Ella había ido enlazando
temas que la ponían contenta, sentimiento potenciado por la cerveza de miel.
Rememoraba recuerdos. No era de esas personas que ataban para siempre las
canciones a momentos del pasado, inamoviblemente. Había excepciones, claro. Un
mínimo de respeto era imprescindible −y recomendable− pero, ¿por qué no seguir
prolongando una sensación positiva aunque ésta cambiase el reparto original? No
tenía por qué renegar de ella. Sería injusto limitarla. Sobre todo por lo
difícil que era encontrar esa magia y porque un instante de felicidad, no era
exclusivo de un entorno.
Por eso las puso, esperando
llenar de recuerdos nuevos la música. Fue algo espontáneo que, rápidamente,
tuvo el deseo de ser contagioso: una epidemia que nivelase sus estados de
ánimo. Algo presente.
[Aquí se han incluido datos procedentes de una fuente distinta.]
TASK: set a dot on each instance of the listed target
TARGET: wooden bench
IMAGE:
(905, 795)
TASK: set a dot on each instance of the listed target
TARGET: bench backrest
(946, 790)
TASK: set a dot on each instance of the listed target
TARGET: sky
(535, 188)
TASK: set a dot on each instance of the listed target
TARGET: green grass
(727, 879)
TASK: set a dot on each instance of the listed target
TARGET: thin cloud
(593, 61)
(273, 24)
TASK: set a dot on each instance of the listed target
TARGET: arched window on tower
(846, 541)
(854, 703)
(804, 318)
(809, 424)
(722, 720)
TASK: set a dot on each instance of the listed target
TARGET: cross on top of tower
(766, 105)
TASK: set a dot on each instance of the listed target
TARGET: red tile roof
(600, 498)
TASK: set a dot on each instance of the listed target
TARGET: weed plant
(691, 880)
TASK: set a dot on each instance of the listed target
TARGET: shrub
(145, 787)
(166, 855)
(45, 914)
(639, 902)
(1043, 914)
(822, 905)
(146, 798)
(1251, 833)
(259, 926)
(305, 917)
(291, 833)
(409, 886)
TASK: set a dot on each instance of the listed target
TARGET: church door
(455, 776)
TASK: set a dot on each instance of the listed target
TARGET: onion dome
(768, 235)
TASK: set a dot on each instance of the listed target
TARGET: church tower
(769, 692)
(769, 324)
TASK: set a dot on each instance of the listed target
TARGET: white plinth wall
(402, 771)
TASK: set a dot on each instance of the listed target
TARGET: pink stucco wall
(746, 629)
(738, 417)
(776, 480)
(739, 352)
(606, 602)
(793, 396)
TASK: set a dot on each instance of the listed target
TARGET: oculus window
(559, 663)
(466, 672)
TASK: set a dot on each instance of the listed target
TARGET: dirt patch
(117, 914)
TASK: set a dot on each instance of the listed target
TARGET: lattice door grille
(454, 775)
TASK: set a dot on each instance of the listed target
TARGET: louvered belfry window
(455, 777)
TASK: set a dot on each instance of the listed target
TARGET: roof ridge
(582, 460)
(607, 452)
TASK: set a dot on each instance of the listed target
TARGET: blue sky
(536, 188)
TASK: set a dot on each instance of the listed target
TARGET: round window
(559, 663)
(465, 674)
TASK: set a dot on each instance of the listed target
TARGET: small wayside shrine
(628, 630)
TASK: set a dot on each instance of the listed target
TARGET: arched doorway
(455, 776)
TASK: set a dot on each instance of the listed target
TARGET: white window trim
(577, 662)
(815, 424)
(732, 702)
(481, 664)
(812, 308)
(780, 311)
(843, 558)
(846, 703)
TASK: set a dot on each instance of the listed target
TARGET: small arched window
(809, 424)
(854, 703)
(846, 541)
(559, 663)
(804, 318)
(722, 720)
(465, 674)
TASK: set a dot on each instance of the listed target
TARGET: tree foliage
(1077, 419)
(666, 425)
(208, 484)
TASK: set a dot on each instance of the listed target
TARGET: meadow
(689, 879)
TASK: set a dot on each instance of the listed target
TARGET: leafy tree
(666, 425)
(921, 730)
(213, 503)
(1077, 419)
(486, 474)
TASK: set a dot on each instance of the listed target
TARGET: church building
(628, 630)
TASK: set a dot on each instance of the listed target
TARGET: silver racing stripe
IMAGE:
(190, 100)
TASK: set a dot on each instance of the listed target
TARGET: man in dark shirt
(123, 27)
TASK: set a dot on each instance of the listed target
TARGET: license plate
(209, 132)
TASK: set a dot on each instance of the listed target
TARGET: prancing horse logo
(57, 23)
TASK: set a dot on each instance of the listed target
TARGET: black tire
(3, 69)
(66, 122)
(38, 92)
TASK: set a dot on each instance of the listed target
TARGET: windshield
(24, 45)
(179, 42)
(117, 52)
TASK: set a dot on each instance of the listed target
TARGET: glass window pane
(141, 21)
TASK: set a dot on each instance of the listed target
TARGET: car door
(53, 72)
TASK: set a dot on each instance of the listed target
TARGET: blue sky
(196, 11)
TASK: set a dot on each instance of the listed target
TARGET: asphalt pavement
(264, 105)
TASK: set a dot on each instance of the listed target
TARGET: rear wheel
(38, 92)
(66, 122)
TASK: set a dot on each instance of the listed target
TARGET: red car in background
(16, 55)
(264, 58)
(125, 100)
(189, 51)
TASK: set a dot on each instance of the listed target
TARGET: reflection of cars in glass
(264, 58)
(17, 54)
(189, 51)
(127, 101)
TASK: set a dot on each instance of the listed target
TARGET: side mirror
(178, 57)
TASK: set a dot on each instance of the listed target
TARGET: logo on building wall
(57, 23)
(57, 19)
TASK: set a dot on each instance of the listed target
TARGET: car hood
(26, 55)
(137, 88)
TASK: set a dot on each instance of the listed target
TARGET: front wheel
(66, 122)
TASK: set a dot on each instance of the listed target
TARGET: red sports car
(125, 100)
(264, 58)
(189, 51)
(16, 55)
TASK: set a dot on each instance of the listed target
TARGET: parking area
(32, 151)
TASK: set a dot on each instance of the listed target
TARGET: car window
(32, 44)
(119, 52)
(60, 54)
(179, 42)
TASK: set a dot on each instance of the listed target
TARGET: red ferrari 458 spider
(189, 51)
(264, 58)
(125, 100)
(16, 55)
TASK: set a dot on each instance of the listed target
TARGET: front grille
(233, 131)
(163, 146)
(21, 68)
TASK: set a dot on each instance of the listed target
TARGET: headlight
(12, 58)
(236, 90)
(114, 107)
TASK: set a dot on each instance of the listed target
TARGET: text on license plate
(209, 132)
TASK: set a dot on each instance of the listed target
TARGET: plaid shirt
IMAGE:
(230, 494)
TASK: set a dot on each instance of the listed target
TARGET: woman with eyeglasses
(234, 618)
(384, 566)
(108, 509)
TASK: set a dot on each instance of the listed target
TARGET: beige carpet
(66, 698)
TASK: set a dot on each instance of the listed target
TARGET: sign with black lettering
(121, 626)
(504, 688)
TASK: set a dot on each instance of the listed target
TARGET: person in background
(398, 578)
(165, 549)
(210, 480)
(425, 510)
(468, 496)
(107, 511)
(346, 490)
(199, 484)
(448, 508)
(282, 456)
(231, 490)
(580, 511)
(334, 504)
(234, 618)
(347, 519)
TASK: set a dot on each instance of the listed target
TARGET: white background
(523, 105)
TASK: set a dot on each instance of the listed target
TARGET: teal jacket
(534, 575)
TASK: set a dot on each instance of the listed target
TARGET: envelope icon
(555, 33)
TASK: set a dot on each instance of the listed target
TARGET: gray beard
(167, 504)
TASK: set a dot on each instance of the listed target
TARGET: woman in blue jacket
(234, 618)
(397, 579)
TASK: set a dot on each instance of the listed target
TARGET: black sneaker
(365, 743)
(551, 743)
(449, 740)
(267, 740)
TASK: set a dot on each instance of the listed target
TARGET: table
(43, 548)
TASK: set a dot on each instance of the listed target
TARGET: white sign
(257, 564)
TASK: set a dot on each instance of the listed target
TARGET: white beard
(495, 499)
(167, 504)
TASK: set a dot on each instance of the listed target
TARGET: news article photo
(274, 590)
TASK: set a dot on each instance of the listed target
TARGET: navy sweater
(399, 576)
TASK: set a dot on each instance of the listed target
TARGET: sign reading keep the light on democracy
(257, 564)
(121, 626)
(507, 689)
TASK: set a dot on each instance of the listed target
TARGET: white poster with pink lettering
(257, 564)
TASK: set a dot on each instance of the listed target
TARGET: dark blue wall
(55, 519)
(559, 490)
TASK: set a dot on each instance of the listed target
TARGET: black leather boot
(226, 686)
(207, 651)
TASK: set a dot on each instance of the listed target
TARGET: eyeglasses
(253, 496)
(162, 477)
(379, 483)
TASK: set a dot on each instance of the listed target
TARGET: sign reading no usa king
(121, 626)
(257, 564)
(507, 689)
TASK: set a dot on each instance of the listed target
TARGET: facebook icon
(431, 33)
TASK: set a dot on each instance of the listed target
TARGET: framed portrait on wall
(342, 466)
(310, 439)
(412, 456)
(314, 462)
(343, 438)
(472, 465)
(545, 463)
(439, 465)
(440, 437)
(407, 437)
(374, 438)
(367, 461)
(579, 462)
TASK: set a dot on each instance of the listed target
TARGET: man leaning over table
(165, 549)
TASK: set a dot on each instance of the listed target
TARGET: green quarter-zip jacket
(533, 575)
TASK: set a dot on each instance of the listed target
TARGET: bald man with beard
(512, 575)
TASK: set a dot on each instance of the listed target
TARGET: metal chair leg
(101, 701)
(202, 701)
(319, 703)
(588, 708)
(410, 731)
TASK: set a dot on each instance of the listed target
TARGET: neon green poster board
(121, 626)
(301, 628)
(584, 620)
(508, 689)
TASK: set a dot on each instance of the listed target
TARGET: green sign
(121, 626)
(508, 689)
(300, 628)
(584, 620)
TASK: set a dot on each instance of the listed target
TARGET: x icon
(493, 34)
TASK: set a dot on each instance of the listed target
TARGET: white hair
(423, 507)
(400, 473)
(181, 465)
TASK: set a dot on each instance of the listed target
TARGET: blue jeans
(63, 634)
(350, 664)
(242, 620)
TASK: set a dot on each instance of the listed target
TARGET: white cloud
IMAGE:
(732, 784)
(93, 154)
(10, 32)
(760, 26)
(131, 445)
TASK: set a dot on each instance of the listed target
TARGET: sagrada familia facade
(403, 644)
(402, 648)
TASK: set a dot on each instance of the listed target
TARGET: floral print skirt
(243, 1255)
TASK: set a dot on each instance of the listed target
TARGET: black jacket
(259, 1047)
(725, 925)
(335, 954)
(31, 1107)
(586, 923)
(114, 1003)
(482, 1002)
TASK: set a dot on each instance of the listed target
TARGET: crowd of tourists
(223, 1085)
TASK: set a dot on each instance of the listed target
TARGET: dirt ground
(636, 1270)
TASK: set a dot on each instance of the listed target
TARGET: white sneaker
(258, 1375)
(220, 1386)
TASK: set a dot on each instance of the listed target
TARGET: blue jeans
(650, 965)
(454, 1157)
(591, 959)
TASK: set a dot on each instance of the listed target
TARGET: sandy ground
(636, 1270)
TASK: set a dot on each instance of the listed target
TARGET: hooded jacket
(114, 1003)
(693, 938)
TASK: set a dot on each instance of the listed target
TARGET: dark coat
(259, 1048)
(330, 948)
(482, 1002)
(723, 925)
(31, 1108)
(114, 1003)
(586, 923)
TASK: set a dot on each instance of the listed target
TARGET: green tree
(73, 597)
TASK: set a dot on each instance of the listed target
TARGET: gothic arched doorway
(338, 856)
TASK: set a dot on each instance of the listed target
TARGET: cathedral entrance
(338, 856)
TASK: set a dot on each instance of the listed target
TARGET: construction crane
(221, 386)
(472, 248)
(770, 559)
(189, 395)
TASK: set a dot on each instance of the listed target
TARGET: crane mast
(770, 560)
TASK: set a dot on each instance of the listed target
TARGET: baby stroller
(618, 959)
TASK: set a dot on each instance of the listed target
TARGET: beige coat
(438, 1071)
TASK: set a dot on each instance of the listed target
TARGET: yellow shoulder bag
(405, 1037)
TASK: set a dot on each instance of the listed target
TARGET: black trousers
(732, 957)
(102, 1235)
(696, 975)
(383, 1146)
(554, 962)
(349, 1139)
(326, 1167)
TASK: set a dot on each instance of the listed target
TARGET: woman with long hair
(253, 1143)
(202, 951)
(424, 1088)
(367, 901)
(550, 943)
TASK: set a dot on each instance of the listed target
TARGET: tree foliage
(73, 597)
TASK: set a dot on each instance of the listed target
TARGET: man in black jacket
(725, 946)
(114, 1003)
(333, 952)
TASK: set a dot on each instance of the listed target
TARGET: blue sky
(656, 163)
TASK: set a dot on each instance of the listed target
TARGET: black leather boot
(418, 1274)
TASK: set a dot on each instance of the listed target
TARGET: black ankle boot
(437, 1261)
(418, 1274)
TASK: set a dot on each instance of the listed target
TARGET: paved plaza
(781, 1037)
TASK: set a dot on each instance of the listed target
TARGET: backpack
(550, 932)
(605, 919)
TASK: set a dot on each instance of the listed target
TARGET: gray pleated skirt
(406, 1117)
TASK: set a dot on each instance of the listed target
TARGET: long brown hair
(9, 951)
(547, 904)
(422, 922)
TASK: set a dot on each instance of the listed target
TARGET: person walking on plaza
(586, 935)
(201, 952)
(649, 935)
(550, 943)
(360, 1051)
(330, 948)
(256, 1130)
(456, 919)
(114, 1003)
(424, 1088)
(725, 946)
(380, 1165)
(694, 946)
Importante.
No contaba con la
impermeabilidad que conceden las pantallas y su capacidad de lanzar lejos a los
que pueden tocarnos. Estaban juntos pero cada uno imbuido de sentimientos que
ni se intuían. Encapsulados y ajenos, haciendo que aunque no había sido algo
preparado, las expectativas breves, se dieran de bruces contra el
suelo.
Llegaron al final de Ryan Adams
en ausencia del otro. La luz azul alumbraba ambas caras, resaltando la
dirección de la atracción, que estaba lejos de ser la misma. Kilómetros de
distancia donde conectar con los no presentes, los desconocidos y los que iban
a mantener su mensaje, idéntico, mañana. Ésa era la diferencia, que no se
trataba de una divergencia de intereses. Tan solo que −se decía ella−, mañana
será lunes y habrá tiempo para preocuparse. Y como ya no se podía hacer nada (o
ya se había hecho todo), ¿por qué dejar que robasen, también, esa noche de
domingo? Sobre todo cuando, los dos, la necesitaban tanto.